Pada umumnya dalam beberapa literatur kitab fiqh, jika ada sesuatu yang masuk ke dalam tubuh saat mandi maka diperinci; jika mandi wajib atau sunnah maka tidak batal, dan apabila bukan mandi wajib atau sunnah maka batal.
Menurut saya, ibarot-ibarot tentang hal tersebut terlalu umum, maksudnya ibarot tersebut tidak menjelaskan secara detail anggota tubuh yang kemasukan air. Nah ini yang nantinya menjadi perdebatan ulama mengenai apakah anggota tersebut masuk anggota yang dapat membatalkan puasa ketika kemasukan air.
Masalah telinga, mayoritas ulama Syafi’iyah mengategorikannya sebagai Manfadz yang Maftuh sehingga puasa batal jika kemasukan air. Diantara yang berpendapat demikian adalah Syekh Sulaiman bin Muhammad al-Bujairimi, Syekh Zainuddin pengarang kitab Fathul Mui’n dan Ulama Masyhur Syafi’i lainya. Bahkan pendapat ini merupakan pendapat yang Ashah dalam madzhab Syafi’i sebagaimana dalam kitab Minhaj.
Kendati demikian, tidak menutup kemungkinan ada pendapat yang mengatakan sebaliknya, bahwa telinga tidak termasuk Manfadz yang Maftuh. Salah satunya ada pendapat yang dinuqil oleh Syekh Muhammad bin Ahmad as-Syatiry dalam Syarah Yaqutu an-Nafis. Pendapat ini, kata beliau, merupakan pendapat yang kuat dalam madzhab Syafi’i sekalipun muqobilnya qoul ashoh. Beliau berkata;
وأتذكر قولا في مذهب الشافعي مقابل الأصح، لا يبطل الصوم بوصول الماء الى باطن الأذن، هو قول قوي
“Saya ingat satu pendapat dalam madzhab Syafi’i yang merupakan muqobilnya qoul ashah, yakni puasa tidak batal dengan sampainya air ke bagian dalam telinga, ini adalah pendapat yang kuat”

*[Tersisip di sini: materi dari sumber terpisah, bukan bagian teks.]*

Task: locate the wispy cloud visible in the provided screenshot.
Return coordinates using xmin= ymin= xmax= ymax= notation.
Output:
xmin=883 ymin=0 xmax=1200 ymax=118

Berarti kata beliau, sebagaimana yang ditulis dalam kitabnya, telinga ini adalah Manfadz yang Ghou Maftuh. Bahkan kata beliau, para santrinya imam Syafi’i dulu juga mengatakan bahwa telinga ini bukan termasuk Manfadz yang Ghoiru Maftuh.
Satu qoul ini tidak dijelaskan oleh beliau siapa yang mengatakannya. Yang jelas beliau sangat mantep dengan pendapat ini.
Diakui atau tidak, curuk (dalam bahasa Madura) sering kita alami saat mandi. Pendapat ini, sekalipun muqobilnya qoul ashoh, menurut saya efektif untuk kita amalkan pada bulan puasa ini.